Growth Habit: The Atherton raspberry is a dense, evergreen shrub with a habitat similar to that of the common raspberry. It is a rampant grower that suckers forming an impenetrable thicket of prickly canes 2-3m high. It can become a nuisance if not properly managed via pruning - it's best to plant them in a contained area - for example between paths and walls. It can be left to bramble and sucker over the ground although it is more commonly trellised.

Foliage/Flowers: The pinnate leaves are bright green and usually with 5-9 elliptical leaflets tapering to a point. Leaflets are about 50 - 60 mm long by 20 - 30 mm wide with toothed margins. The white, 5-petalled flowers occur throughout most of the year.

CULTURE

Atherton%20Raspberry%20-%20bush.JPGAdaptation : Although the Atherton raspberry originated from the Queensland tropics, it thrives in sub-tropical and warm temperate climates that have regular rainfall. It is ideally suited to warmer areas that are unable to grow the traditional raspberry well. They will grow and fruit in part shade but are more productive in full sun.

Soils : This hardy plant is not particularly fussy about soil, but will grow best in fertile, well-drained soils.

Irrigation : Will grow and fruit in Wollongong without additional irrigation, but respond well to additional irrigation during its growing and fruiting period.

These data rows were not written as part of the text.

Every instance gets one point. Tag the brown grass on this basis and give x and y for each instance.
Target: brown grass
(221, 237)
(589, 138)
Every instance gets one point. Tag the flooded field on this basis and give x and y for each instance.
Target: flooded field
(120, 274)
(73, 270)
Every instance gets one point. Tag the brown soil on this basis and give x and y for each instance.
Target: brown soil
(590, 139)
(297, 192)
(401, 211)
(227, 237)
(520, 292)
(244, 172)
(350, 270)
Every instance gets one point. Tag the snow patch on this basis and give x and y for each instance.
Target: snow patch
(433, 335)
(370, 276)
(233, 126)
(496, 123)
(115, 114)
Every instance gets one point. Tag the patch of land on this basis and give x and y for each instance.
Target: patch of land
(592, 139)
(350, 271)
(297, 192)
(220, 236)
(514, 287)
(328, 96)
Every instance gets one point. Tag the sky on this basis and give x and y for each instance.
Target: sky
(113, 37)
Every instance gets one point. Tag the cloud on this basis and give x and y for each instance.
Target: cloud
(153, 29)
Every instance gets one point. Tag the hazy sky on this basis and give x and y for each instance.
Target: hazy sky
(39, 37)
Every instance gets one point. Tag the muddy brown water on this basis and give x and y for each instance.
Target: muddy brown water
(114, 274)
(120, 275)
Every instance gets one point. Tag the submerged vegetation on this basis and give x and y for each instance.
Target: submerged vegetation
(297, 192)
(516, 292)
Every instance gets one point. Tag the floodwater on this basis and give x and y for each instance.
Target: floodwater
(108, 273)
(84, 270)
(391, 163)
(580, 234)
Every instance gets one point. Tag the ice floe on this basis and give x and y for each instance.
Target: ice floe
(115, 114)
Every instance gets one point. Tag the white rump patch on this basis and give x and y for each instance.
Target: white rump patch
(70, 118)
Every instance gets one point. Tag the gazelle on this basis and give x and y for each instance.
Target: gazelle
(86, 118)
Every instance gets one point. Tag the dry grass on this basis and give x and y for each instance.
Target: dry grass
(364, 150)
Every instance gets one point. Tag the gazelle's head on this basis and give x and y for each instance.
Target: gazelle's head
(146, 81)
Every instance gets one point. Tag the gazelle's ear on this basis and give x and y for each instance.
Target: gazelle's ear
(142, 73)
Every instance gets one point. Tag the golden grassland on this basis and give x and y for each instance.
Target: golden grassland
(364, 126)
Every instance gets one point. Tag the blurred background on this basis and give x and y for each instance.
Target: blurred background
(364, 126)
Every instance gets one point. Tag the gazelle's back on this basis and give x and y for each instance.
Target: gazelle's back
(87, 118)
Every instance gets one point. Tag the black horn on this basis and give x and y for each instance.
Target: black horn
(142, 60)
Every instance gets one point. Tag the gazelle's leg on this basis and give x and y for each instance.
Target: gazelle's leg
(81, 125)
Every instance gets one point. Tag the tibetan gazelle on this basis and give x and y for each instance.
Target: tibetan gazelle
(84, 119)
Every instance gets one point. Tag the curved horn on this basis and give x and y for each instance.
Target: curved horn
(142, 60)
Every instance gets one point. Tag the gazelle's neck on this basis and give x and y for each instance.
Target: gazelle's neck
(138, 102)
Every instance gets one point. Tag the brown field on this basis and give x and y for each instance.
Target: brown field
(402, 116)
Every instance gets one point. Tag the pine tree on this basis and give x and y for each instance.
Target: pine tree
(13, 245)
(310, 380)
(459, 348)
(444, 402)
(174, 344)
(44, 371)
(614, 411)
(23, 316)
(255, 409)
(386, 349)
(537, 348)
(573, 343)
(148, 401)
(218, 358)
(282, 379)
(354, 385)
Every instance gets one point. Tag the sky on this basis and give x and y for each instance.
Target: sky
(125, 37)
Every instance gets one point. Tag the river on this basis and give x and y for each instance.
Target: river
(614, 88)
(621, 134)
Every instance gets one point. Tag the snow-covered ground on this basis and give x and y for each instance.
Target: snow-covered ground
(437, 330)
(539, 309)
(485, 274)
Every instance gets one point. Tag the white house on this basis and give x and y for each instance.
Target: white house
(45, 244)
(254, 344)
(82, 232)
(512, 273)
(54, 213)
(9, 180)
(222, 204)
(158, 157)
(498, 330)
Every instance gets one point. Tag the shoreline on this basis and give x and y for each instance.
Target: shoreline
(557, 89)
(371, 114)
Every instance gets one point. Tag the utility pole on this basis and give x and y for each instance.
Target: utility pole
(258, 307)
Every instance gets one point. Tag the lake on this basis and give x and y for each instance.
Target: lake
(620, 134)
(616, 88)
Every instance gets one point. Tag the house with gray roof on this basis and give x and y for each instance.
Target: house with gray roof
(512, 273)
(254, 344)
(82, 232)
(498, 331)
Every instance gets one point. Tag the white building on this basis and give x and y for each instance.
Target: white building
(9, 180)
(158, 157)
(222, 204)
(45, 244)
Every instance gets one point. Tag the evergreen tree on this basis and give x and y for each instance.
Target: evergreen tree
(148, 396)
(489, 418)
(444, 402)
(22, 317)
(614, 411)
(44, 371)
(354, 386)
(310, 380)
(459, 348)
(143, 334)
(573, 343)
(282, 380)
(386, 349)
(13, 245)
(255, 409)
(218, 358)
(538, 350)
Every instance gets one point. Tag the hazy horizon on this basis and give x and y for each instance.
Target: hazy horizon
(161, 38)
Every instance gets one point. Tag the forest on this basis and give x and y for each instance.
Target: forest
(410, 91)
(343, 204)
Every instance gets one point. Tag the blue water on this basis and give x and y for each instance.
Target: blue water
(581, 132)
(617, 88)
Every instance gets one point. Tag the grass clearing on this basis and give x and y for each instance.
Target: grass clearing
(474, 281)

Pruning : New canes are generally tied onto a supporting trellis and pruned to height of 1-2m to encourage fruiting laterals. 5-7 vigorous canes from each plant are allowed to develop each year, pruning out any surplus. After two years, canes are harvested for their fruits and pruned out. It's also beneficial to control suckers from spreading over the rest of the garden and reducing fruit yield.

Propagation : Can be grown from seed but more commonly grown cuttings using firm, current season's growth. Suckers also transplant readily.

Pests and diseases : Very few pest or diseases, although birds relish the fruit and netting may be required.

Harvest: One plant can produce up to 3 kg of fruit a year. Fruiting begins within the first year of planting and continues throughout most of the year except perhaps in early spring.